We recently asked you to send in questions about small businesses to OPEN Forum's expert, Guy Kawasaki, to help launch his new column. Today, he kicks off his second Ask the Wise Guy column about what really attracts investors. You can send your questions to Guy here.
Q: It seems like great ideas aren't the hard part, but coming up with a killer and attractive business plan is where the intimidation sets in (at least for me). How would you recommend an inexperienced person/team approaches creating a solid business plan to help further their chances of having a great project funded?
-C. D. in Connecticut
A: You’re right: great ideas aren’t the hard part. You’re also wrong: killer and attractive business plans aren’t the hard part either. The key to attracting investors isn’t an attractive business plan—it’s an attractive business. Most business plans are nothing more than the printed version of an entrepreneur’s hallucinations.
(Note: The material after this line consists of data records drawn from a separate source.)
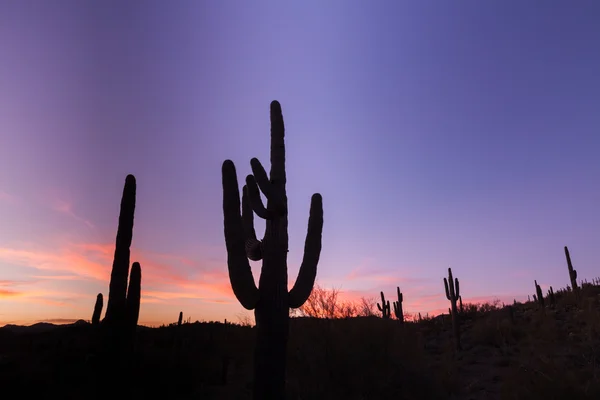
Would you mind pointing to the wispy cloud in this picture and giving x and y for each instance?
(66, 208)
(58, 321)
(165, 277)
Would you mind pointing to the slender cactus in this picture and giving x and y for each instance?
(98, 309)
(452, 294)
(123, 308)
(572, 272)
(539, 294)
(271, 301)
(398, 311)
(384, 307)
(117, 295)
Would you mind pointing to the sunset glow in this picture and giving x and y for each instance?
(433, 144)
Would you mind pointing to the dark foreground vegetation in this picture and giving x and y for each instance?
(545, 349)
(520, 351)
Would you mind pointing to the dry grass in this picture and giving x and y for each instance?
(527, 353)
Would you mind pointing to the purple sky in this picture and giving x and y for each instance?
(461, 134)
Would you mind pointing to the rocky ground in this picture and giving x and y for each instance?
(527, 353)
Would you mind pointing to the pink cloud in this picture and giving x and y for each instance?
(67, 209)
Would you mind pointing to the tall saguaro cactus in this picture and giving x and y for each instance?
(572, 272)
(398, 306)
(123, 307)
(271, 300)
(453, 293)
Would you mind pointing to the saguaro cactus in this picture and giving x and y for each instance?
(384, 307)
(572, 272)
(123, 308)
(398, 311)
(271, 301)
(98, 309)
(452, 294)
(551, 297)
(539, 294)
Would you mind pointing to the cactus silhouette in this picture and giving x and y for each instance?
(384, 307)
(123, 307)
(572, 272)
(98, 309)
(453, 293)
(271, 300)
(398, 311)
(539, 294)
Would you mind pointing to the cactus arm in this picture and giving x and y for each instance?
(133, 295)
(261, 177)
(456, 288)
(255, 201)
(240, 273)
(312, 251)
(98, 309)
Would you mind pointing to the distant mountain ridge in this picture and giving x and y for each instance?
(39, 327)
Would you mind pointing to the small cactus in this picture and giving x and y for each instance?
(384, 307)
(572, 272)
(539, 294)
(452, 294)
(551, 297)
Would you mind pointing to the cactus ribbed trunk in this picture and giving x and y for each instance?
(270, 300)
(453, 293)
(117, 295)
(123, 308)
(398, 310)
(98, 309)
(134, 292)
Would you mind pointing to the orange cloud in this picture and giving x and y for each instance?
(61, 260)
(9, 293)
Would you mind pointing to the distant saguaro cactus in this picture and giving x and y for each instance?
(98, 309)
(539, 294)
(384, 307)
(551, 297)
(398, 311)
(123, 307)
(452, 293)
(572, 272)
(271, 301)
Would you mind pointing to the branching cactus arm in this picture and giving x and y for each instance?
(240, 273)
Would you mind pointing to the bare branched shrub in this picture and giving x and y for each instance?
(366, 308)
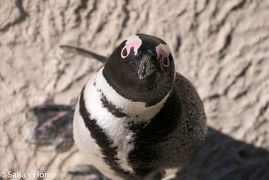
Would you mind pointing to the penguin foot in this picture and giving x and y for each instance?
(86, 172)
(54, 126)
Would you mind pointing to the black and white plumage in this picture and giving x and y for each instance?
(136, 116)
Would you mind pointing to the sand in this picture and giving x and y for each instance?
(221, 46)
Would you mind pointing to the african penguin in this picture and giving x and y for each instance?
(136, 116)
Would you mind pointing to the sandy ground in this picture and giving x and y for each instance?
(221, 46)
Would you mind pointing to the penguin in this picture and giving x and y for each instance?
(136, 117)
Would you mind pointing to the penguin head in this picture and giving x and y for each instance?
(141, 69)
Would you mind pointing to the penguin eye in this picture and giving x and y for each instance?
(124, 52)
(165, 61)
(127, 49)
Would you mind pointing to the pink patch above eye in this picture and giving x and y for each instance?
(127, 47)
(164, 56)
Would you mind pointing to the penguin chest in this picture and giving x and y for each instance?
(100, 131)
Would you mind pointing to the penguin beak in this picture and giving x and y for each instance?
(146, 67)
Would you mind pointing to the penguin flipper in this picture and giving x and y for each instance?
(53, 126)
(84, 52)
(86, 172)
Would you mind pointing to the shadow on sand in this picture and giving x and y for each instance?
(223, 157)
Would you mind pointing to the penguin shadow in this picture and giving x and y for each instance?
(223, 157)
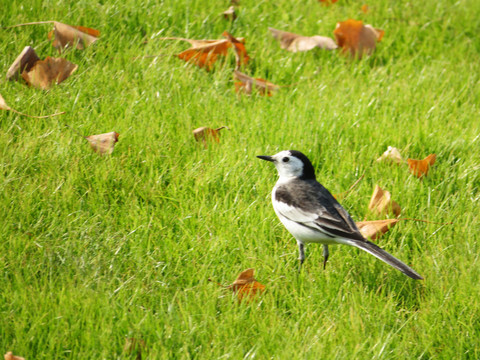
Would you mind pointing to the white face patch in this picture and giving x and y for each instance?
(288, 166)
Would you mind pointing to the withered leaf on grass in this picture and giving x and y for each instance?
(9, 356)
(4, 106)
(246, 286)
(357, 39)
(392, 154)
(381, 203)
(103, 143)
(294, 42)
(68, 35)
(204, 134)
(230, 14)
(24, 62)
(45, 73)
(204, 53)
(374, 229)
(246, 84)
(204, 56)
(420, 168)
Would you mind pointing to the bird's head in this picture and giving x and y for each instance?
(291, 164)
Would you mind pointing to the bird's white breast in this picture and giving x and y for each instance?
(304, 233)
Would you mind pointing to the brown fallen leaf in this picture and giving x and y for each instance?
(205, 133)
(4, 106)
(374, 229)
(241, 55)
(357, 39)
(199, 43)
(230, 14)
(45, 73)
(10, 356)
(382, 203)
(294, 42)
(246, 286)
(246, 84)
(103, 143)
(204, 56)
(133, 345)
(420, 168)
(24, 62)
(204, 53)
(69, 35)
(392, 154)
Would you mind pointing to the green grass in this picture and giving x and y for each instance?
(97, 249)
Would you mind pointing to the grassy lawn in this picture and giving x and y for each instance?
(94, 250)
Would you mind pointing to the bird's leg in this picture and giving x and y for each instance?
(325, 256)
(301, 251)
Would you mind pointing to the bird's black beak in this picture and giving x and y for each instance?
(263, 157)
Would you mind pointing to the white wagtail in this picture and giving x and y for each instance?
(311, 214)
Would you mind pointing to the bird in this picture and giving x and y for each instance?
(313, 215)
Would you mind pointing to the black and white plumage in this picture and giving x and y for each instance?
(311, 214)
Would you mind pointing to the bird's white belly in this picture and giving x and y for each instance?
(305, 234)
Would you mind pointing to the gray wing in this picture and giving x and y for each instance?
(308, 203)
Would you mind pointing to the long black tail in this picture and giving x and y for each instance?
(378, 252)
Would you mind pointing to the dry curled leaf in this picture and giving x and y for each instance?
(294, 42)
(24, 62)
(103, 143)
(230, 14)
(357, 39)
(68, 36)
(374, 229)
(382, 203)
(204, 53)
(246, 84)
(4, 106)
(392, 154)
(420, 168)
(45, 73)
(9, 356)
(204, 56)
(204, 134)
(246, 286)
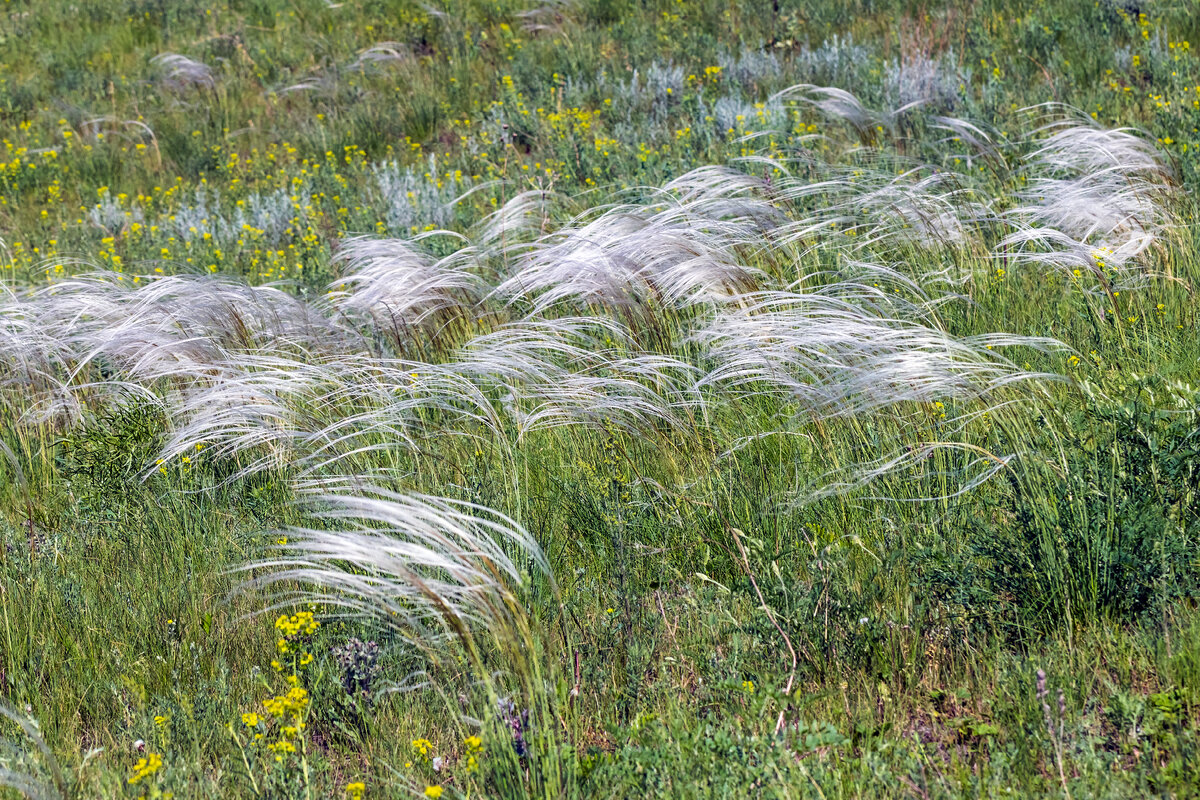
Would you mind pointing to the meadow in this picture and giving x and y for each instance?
(599, 398)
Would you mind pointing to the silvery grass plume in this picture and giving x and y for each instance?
(839, 104)
(577, 371)
(678, 250)
(432, 570)
(178, 324)
(551, 16)
(1096, 199)
(31, 769)
(871, 208)
(981, 143)
(401, 287)
(831, 358)
(181, 72)
(381, 54)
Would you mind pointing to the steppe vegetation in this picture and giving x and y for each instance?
(618, 398)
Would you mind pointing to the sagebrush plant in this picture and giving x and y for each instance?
(601, 398)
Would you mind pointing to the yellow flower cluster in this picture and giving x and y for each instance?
(293, 704)
(145, 768)
(474, 750)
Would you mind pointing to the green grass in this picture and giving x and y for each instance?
(712, 618)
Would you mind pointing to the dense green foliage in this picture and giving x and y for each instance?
(889, 561)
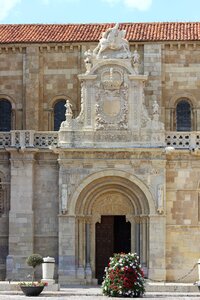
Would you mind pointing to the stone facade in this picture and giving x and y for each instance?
(117, 153)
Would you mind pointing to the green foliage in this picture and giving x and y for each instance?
(124, 276)
(34, 260)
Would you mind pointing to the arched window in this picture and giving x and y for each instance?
(5, 115)
(183, 116)
(59, 114)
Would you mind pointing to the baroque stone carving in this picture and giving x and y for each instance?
(113, 39)
(111, 97)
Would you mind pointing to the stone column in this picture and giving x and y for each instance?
(88, 271)
(81, 244)
(67, 255)
(21, 227)
(157, 242)
(31, 88)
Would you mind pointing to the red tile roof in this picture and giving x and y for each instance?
(44, 33)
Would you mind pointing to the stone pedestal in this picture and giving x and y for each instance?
(48, 267)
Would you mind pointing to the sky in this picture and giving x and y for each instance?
(97, 11)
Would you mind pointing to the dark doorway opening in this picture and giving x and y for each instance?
(113, 235)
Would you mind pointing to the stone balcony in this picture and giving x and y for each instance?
(49, 139)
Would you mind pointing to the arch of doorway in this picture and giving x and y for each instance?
(82, 194)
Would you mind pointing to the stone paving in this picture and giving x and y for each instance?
(93, 294)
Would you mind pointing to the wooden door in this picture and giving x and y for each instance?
(104, 244)
(113, 235)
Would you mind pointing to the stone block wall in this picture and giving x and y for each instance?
(181, 64)
(45, 206)
(183, 211)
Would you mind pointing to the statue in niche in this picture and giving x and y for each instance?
(136, 61)
(113, 39)
(68, 106)
(88, 60)
(155, 124)
(155, 107)
(160, 195)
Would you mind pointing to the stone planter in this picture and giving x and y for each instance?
(31, 290)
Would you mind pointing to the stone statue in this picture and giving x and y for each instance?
(155, 107)
(113, 39)
(88, 60)
(160, 204)
(136, 61)
(68, 109)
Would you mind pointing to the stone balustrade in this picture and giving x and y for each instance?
(48, 139)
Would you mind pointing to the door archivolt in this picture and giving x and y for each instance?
(111, 203)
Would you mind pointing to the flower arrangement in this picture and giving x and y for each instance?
(124, 276)
(33, 283)
(33, 261)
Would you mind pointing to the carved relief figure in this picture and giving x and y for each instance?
(113, 39)
(155, 107)
(68, 108)
(136, 61)
(88, 60)
(160, 195)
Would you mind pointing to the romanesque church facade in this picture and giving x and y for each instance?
(100, 147)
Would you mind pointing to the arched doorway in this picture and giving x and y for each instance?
(112, 235)
(105, 207)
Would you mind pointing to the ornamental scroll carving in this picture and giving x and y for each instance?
(112, 100)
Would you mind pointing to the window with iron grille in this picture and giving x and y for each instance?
(5, 115)
(183, 116)
(59, 114)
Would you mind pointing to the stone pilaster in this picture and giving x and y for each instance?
(21, 226)
(67, 258)
(157, 255)
(31, 88)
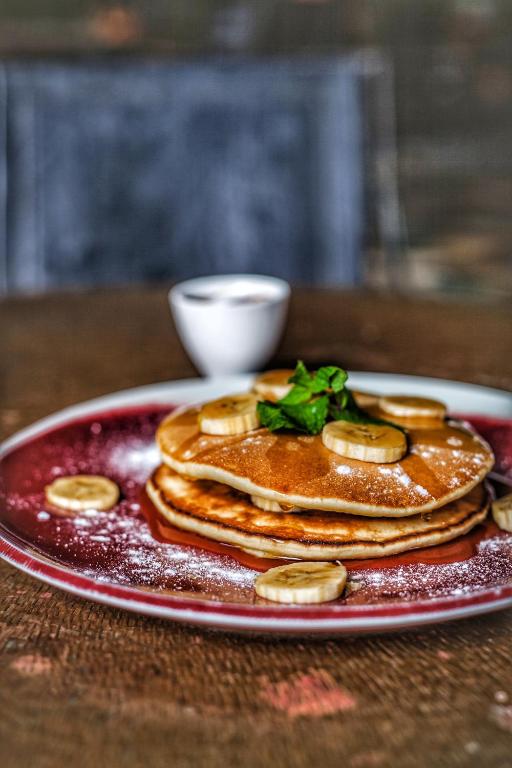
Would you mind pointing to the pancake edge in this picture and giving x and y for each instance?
(272, 547)
(207, 472)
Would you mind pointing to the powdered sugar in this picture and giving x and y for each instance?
(117, 546)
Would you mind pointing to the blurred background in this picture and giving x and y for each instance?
(330, 142)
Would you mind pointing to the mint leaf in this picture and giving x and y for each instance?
(315, 398)
(301, 376)
(272, 417)
(330, 377)
(298, 394)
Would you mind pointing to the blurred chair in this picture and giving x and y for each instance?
(137, 171)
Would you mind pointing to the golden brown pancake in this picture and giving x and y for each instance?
(218, 512)
(444, 462)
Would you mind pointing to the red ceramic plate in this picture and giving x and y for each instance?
(128, 558)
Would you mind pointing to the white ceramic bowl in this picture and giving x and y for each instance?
(230, 323)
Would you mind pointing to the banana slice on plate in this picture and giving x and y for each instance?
(273, 385)
(377, 443)
(79, 492)
(302, 583)
(502, 512)
(272, 506)
(232, 415)
(412, 407)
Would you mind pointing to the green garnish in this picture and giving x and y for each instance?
(316, 398)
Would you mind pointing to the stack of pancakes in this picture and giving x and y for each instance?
(327, 507)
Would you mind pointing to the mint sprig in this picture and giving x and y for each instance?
(316, 398)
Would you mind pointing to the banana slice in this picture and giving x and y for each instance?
(272, 506)
(273, 385)
(378, 443)
(232, 415)
(502, 512)
(415, 407)
(365, 399)
(79, 492)
(302, 583)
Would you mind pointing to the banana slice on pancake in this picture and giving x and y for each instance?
(232, 415)
(502, 512)
(377, 443)
(273, 385)
(405, 406)
(79, 492)
(272, 506)
(302, 583)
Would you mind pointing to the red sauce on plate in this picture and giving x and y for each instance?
(107, 444)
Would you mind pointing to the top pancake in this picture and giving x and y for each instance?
(444, 462)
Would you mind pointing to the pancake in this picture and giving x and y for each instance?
(444, 462)
(218, 512)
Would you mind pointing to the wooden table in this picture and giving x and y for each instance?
(84, 685)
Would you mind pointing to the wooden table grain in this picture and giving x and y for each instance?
(85, 685)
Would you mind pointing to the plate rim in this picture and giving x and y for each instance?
(327, 619)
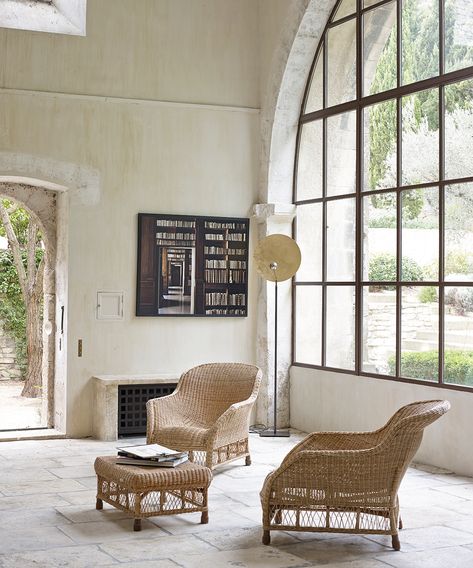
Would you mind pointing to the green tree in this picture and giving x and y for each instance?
(21, 274)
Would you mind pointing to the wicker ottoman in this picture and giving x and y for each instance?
(152, 491)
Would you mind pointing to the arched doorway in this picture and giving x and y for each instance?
(41, 205)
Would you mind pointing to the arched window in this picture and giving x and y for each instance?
(384, 194)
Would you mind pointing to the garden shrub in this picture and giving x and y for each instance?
(383, 268)
(461, 299)
(428, 294)
(424, 365)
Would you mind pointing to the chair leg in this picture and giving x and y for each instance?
(395, 542)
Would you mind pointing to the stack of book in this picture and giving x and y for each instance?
(150, 455)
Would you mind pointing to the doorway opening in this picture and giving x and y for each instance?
(27, 306)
These days, there are two ways to get funded. One is to not need funding because you’ve already created and cashed out of a successful company. Then you can tell the story that you’re “proven,” and suckers will line up to invest. The other way is to build a prototype, get it to market, and prove that the dogs will eat the food. In both cases, a business plan is more or less a formality.
Note: you should not focus on a business plan, but this doesn’t mean you shouldn’t do business planning. Planning you need to do; that is, think about what your customers need (maybe they can’t even articulate it—that’s when the vision thing comes in), how you can serve these needs, what kind of people you want to hire, and how to finish your product and get it to market. One of the most valuable outcomes of business planning is getting your team on the same page. You’d be amazed at how founders differ on what’s really happening and what’s really important.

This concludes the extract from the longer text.